Ziel: fit für die ambitionierten Pläne

Für Emerald Horizon geht es darum, die gesamte Organisation fit für die ambitionierten Pläne zu machen. Denn sowohl mit dem erst teilweise marktreifen Energiespeichersystem „Dual Store Plus“ als auch mit den geplanten Thorium- und Teilchenbeschleuniger-basierten Mini-Atomkraftwerken „Ades“ (brutkasten berichtete) will man in den kommenden Jahren in die Serienproduktion, um in die weltweite Skalierung zu gehen. Als Produktionspartner hierfür ist die niederländische VDL Groep bereits fixiert.

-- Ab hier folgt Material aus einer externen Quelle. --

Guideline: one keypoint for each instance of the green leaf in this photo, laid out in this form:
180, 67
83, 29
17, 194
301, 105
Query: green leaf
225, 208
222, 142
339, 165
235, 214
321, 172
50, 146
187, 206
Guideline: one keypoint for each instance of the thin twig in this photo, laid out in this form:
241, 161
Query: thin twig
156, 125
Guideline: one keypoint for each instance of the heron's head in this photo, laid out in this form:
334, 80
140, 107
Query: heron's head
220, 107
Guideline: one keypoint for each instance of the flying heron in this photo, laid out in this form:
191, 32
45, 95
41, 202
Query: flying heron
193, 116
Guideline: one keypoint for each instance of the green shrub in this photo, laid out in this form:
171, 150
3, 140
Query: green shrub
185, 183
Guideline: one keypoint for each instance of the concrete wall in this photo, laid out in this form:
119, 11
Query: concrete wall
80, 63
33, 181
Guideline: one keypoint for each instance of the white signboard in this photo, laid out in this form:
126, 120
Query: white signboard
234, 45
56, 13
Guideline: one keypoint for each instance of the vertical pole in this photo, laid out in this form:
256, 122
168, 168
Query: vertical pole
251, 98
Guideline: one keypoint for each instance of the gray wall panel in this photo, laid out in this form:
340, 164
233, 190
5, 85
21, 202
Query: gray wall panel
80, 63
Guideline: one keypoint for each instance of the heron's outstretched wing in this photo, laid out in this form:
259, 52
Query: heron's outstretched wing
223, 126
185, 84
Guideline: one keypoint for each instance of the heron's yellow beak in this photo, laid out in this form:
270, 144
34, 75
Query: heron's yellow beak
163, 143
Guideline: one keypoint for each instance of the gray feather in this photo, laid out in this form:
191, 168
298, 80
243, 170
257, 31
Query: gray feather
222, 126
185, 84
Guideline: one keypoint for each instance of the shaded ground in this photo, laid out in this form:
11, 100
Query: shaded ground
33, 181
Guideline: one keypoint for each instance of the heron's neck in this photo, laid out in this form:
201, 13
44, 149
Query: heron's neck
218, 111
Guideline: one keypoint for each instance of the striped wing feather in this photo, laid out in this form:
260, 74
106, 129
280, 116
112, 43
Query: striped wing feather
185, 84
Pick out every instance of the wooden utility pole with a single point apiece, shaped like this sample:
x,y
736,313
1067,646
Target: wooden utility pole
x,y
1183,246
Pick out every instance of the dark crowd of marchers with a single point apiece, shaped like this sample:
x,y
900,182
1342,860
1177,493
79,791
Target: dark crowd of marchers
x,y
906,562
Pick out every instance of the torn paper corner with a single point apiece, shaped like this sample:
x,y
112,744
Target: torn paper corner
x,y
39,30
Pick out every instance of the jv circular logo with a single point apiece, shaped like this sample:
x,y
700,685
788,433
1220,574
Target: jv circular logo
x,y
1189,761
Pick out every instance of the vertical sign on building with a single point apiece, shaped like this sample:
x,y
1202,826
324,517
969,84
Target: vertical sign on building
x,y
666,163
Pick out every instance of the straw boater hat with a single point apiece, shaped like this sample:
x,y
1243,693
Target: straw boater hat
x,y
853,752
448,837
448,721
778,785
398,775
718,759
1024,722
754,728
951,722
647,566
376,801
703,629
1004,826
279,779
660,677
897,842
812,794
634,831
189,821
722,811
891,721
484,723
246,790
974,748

„Wir kommen aus der Forschung und gehen in die Industrialisierung. Über diesen Übergang entscheidet die Organisation in wesentlichem Maße mit“, sagt Vice President Operations Philipp Pölzl. „Claus Schmidt hat in mehreren Industrien Verantwortung übernommen. Diese Erfahrung holen wir uns an Bord.“ Schmidt bringe mit, was ein Deep-Tech-Unternehmen in der Wachstumsphase brauche: „Struktur, Qualitätsdenken und ein Gespür für Teams“.

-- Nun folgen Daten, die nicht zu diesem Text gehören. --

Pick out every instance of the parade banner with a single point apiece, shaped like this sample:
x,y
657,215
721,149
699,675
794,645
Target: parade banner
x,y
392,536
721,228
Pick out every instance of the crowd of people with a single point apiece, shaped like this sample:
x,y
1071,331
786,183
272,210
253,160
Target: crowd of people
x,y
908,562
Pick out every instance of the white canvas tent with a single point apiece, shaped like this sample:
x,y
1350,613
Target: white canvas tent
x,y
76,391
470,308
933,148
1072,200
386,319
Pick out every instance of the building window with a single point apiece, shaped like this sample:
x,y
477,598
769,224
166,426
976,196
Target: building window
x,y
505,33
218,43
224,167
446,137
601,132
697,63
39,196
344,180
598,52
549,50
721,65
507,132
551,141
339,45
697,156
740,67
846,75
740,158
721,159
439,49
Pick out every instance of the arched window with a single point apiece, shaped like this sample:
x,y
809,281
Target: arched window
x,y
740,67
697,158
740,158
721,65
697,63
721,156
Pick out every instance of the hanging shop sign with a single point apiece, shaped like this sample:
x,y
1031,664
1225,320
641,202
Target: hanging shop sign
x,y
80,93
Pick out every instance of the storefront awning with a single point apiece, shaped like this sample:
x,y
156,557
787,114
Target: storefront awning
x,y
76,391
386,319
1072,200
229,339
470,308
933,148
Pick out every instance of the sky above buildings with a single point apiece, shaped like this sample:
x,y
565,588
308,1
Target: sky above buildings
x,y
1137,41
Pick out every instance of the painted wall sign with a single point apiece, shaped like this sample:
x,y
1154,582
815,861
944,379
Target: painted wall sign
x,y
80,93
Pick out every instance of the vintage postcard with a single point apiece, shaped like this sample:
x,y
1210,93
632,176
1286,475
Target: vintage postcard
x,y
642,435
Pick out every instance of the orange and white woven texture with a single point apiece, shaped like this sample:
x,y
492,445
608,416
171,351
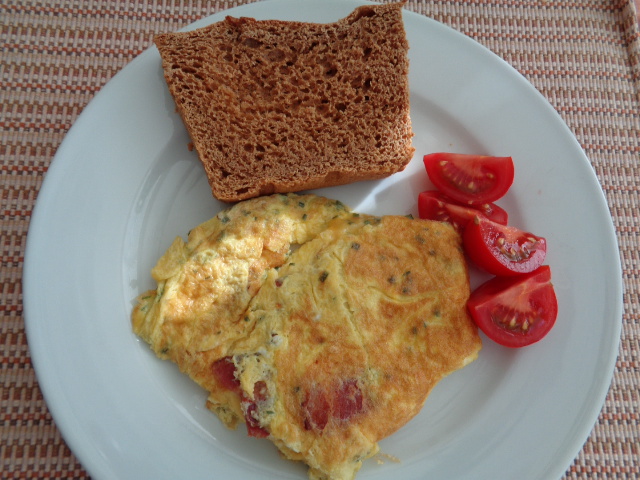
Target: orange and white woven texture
x,y
582,55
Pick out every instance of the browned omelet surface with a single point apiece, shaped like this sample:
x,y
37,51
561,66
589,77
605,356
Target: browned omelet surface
x,y
341,344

Claus Schmidt: 25 Jahre Erfahrung im Top-Management

Konkret kommt der studierte Betriebswirt Schmidt mit mehr als 25 Jahren Erfahrung als CEO und CSO in unterschiedlichen Branchen und Ländern. Er war unter anderem Geschäftsführer der Umdasch Shopfitting Group mit 1.500 Mitarbeitern in 16 Ländern, CEO der Columbia S.r.l. in Italien und der Shoptec k.f.t in Ungarn, CEO der IDEAL Kältetechnik und zuletzt Generalbevollmächtigter der SIMACEK Holding in Wien und Hamburg.

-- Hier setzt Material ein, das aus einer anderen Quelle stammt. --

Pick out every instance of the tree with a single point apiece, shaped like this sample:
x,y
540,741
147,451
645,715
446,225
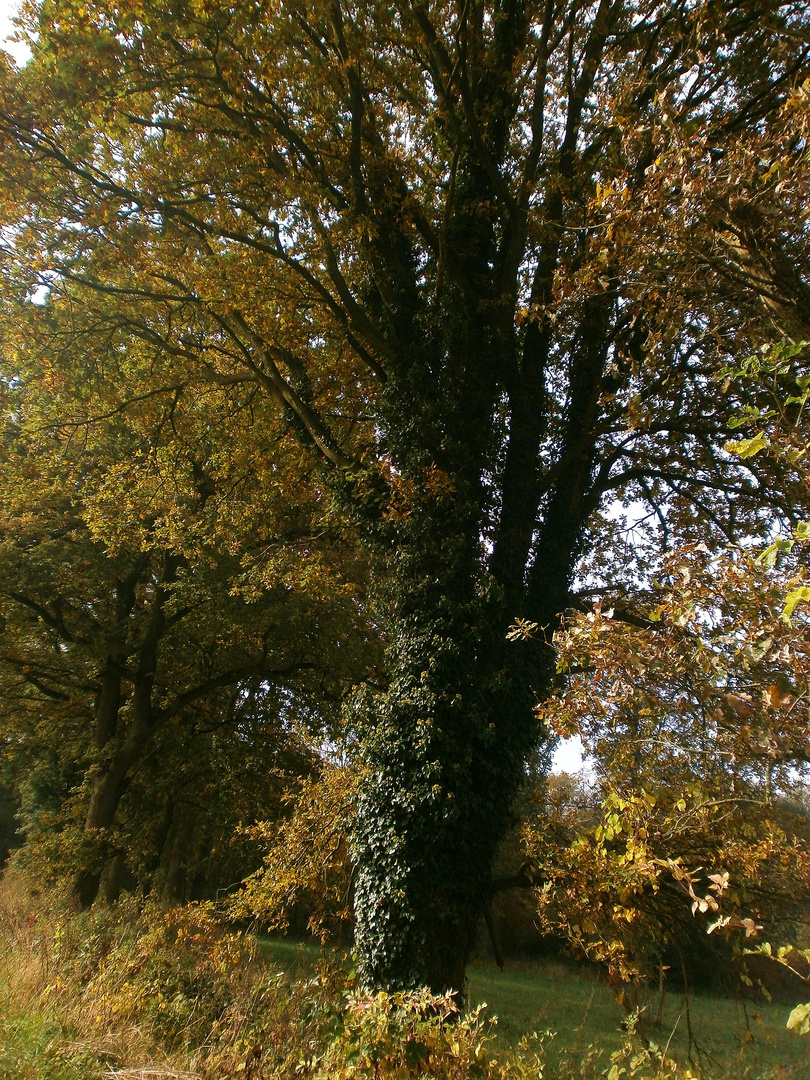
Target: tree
x,y
397,221
696,717
158,696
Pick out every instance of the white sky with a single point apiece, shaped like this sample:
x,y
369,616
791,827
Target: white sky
x,y
568,756
8,9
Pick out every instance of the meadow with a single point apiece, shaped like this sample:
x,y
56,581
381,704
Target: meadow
x,y
576,1015
144,994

„Emerald Horizon ist in einer Phase, in der aus einer Entwicklung Schritt für Schritt großartige Produktlösungen entstehen. Diese Herausforderung reizt mich enorm, und ich freue mich auf die Arbeit mit diesem großartigen und wachsenden Team“, kommentiert Schmidt.

Ungewöhnlicher Börsengang

In einem durchaus ungewöhnlichen Schritt ging Emerald Horizon Anfang dieses Sommers im Segment „standard market continuous“ an die Wiener Börse. Ungewöhnlich deshalb, weil das erste geplante Produkt „Dual Store Plus“ nach eigenen Angaben teilweise erst in der Prototypenphase ist – konkret der Wärmespeicher „CALStore“; vom geplanten Hauptprodukt „Ades“ gibt es noch keinen Prototypen. Für die kommenden Jahre rechnet das Unternehmen mit Verlusten, was zuletzt zu einem ungewöhnlichen Finanzierungsschritt führte. Dennoch wird das Unternehmen an der Börse bereits mit mehr als einer Milliarde Euro bewertet.